Let us again verify this: we need to solve the sample size formula of the logrank test for \(\theta\): \[\begin{eqnarray*} d &=& \frac{4(q_{1 - \alpha / 2} + q_{1 - \beta})^2}{\theta^2} \Leftrightarrow \\ \theta &=& \pm(q_{1 - \alpha / 2} + q_{1 - \beta}) \sqrt{4 / d} \ = \ \pm q_{1 - \alpha / 2} \text{SE}(\hat{\theta}). \end{eqnarray*}\] since \(q_{0.5} = 0\). So we end up with the same formula as above.

Using rpact

Finally, rpact automatically gives us the critical value on the effect scale:

nevent0$criticalValuesEffectScaleLower[1, 1]
[1] 0.8177

Some comments

The critical value of a hypothesis test is derived assuming the null hypothesis is true. As a consequence, the MDD does not need any assumption about exponentiality or proportional hazards. Strictly speaking, an assumption about the alternative comes in through the number of events that are computed (defining \(\text{SE}(\hat{\theta})\)) making a specific assumption about a treatment effect.

Clinical implications

So, let us again recap:

  • Our trial has power of 80% at an alternative of HR = 0.75. However, that is a consideration under a specific alternative hypothesis \(H_1\).
  • Since the critical value of a hypothesis test is computed assuming the null hypothesis \(H_0\) is true, the above consideration does not tell us anything about for which effect size the hypothesis test is statistically significant. Rather, to answer the question about statistical significance we need the critical value of the hypothesis test (\(=q_{1 - \alpha / 2}\)) on the effect (= hazard ratio) scale. We call this effect the minimal detectable difference. Above I have illustrated several ways to compute this MDD, and in our example it amounts to 0.818.

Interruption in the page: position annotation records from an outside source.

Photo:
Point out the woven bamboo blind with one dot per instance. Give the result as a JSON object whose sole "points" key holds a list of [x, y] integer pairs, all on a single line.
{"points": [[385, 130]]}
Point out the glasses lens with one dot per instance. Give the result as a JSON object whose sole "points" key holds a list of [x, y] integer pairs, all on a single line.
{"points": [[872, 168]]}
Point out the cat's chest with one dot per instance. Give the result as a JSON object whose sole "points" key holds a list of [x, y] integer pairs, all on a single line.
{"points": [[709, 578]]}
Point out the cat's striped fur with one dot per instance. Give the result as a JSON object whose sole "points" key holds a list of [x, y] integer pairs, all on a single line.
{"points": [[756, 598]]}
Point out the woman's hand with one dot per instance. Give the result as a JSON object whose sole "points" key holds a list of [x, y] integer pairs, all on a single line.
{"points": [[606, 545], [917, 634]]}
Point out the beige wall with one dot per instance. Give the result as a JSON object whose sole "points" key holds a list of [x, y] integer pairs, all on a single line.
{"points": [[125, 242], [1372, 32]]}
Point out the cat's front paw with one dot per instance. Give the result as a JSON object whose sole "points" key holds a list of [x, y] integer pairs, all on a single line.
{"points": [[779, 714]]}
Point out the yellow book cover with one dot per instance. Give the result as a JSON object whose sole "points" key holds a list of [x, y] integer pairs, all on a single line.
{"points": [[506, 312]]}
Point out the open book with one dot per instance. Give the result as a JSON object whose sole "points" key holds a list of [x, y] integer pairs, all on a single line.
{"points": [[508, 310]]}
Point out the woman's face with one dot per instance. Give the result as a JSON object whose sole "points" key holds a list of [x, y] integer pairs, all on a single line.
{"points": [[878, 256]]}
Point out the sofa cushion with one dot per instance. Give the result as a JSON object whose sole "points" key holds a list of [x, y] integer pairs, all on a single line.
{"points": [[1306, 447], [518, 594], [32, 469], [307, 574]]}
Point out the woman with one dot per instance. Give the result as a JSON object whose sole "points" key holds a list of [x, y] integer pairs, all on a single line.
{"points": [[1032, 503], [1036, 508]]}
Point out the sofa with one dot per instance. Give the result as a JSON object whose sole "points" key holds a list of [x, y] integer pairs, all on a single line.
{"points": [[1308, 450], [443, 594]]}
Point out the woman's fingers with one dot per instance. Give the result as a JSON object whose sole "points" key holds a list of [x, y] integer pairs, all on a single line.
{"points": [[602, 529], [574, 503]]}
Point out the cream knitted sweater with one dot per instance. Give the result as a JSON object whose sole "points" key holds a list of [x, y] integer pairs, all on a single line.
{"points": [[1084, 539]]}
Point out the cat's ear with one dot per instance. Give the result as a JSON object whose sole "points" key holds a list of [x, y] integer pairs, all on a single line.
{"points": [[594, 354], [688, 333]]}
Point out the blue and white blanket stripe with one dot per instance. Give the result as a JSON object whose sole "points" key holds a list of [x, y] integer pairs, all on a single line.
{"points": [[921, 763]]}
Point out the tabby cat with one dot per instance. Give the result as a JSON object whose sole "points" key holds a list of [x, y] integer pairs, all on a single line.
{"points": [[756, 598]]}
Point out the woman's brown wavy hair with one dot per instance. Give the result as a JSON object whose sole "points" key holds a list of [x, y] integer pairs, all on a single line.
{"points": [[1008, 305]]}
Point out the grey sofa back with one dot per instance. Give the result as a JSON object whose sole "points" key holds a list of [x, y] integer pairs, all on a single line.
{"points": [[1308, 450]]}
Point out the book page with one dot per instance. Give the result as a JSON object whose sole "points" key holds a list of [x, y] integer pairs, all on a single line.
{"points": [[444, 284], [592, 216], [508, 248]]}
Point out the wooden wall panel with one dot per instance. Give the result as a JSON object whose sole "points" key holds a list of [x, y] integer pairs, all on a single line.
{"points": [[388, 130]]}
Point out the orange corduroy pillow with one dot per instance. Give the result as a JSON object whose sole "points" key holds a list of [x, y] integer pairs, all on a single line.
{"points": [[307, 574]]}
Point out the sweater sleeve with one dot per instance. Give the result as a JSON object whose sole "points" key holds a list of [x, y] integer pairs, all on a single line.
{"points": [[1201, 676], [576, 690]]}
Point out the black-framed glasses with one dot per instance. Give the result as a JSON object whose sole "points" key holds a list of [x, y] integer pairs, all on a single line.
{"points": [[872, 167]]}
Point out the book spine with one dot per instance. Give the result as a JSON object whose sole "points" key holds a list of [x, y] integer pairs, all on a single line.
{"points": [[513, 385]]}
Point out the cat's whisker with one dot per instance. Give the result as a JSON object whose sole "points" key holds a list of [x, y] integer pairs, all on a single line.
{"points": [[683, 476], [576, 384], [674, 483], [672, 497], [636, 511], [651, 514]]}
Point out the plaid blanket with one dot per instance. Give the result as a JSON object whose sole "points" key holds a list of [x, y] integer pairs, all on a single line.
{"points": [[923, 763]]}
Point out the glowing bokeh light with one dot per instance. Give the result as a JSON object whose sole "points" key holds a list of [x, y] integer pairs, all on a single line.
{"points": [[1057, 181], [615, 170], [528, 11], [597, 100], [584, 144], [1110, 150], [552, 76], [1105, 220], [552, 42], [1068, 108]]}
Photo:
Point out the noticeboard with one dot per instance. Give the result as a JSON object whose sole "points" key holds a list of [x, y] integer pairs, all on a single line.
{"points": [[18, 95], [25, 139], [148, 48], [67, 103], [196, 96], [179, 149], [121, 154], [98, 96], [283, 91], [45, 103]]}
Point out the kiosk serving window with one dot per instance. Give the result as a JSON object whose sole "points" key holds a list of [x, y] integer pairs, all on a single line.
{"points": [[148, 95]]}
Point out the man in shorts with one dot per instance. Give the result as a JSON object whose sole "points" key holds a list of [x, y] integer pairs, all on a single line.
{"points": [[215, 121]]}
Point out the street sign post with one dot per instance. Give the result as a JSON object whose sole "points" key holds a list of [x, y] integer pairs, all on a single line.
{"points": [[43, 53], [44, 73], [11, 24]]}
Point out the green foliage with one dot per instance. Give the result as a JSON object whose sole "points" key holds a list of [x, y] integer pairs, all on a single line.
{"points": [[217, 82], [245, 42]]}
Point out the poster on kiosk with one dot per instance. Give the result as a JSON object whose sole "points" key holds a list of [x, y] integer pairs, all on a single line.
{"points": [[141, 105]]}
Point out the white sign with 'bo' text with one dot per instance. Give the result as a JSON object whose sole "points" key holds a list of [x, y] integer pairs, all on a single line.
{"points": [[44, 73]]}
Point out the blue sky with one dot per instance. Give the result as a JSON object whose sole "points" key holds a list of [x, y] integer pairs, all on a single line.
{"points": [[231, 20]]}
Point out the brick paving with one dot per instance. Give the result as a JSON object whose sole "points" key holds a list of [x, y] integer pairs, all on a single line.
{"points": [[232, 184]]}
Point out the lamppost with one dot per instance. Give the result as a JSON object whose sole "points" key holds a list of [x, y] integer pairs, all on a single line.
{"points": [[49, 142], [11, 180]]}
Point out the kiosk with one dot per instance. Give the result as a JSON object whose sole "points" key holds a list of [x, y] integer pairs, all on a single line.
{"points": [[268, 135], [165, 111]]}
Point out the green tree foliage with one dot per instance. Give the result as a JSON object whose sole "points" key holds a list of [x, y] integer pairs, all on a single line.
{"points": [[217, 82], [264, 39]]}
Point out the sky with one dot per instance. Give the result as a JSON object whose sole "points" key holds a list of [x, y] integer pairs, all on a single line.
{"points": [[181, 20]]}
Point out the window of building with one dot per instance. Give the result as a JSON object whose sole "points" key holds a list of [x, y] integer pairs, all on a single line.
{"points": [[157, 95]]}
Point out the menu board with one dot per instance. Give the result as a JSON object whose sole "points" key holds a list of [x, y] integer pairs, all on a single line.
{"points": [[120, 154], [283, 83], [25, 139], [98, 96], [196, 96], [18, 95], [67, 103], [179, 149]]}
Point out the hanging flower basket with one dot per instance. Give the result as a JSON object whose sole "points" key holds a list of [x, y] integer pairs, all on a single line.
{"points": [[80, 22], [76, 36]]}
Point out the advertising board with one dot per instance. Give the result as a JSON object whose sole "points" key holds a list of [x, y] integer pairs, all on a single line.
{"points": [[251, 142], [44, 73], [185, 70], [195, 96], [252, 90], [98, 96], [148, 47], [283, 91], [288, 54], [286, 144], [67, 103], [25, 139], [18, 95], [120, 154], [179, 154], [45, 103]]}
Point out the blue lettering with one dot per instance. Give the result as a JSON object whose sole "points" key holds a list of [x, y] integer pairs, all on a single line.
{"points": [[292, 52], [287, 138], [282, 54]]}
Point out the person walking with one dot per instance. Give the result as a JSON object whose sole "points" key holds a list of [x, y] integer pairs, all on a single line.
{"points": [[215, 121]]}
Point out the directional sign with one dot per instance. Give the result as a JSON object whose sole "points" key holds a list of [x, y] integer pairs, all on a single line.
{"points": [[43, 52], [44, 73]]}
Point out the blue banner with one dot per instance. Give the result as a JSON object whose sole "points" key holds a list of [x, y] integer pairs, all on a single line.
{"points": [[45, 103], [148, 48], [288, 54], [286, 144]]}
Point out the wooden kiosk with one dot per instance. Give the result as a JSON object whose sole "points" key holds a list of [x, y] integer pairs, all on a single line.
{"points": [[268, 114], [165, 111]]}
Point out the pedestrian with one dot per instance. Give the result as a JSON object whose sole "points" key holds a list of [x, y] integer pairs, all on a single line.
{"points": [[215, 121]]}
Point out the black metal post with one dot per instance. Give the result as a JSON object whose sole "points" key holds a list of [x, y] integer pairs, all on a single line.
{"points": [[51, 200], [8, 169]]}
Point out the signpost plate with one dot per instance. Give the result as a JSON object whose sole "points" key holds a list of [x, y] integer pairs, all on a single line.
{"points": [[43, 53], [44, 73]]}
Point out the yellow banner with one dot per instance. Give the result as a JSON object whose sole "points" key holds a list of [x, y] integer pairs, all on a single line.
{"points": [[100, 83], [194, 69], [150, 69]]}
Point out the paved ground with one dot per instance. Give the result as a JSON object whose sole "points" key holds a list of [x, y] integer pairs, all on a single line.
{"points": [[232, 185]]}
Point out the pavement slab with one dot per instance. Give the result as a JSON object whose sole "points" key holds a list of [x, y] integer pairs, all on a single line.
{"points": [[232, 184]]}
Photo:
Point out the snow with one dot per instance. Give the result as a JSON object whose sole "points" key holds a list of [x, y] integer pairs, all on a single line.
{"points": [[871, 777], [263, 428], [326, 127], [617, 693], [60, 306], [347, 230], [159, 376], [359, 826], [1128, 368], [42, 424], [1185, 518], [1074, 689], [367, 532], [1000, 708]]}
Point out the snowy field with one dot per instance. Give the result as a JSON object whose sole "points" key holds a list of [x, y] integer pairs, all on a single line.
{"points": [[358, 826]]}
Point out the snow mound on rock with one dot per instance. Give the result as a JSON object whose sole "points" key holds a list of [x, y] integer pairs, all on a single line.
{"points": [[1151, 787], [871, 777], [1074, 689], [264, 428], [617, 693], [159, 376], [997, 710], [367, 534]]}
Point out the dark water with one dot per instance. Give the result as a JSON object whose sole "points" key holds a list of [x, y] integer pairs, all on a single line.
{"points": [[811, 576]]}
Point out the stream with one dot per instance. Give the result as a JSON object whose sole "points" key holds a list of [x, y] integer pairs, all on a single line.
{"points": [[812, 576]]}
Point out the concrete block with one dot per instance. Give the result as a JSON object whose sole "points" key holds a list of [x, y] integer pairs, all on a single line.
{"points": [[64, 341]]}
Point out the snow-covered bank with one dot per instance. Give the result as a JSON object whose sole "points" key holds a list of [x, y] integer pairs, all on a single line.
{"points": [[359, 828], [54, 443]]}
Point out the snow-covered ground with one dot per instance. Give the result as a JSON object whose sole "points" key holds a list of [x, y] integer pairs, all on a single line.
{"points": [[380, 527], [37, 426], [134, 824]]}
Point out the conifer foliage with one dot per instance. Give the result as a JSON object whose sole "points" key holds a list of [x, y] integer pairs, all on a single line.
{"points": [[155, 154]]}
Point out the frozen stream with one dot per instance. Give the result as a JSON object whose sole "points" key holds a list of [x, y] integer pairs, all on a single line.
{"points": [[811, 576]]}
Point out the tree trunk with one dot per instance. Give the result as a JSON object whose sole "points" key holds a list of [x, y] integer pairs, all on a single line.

Now, to me it is somewhat surprising that in clinical trial design focus is so much on the effect we power at, i.e. the hazard ratio of 0.75 in our example. In my opinion this carries a risk of being misinterpreted in the sense that stakeholders are of the opinion that - if the trial is statistically significant - we will indeed observe a HR of 0.75. However, that is obviously not the case: the trial will also be statistically significant for any final HR estimate in the interval \((0.75, 0.818]\). So, when designing a trial planners should not focus on a discussion of the HR we power at, but rather on the MDD and ask

Will we change clinical practice if at the end of the trial we observe a hazard ratio of 0.818?

Otherwise, if stakeholders are of the opinion to “get” 0.75 in case of a successful trial there is a risk for disappointment, and even a statistically significant but clinically irrelevant trial in case \(\hat{\theta} \in (0.75, 0.818]\).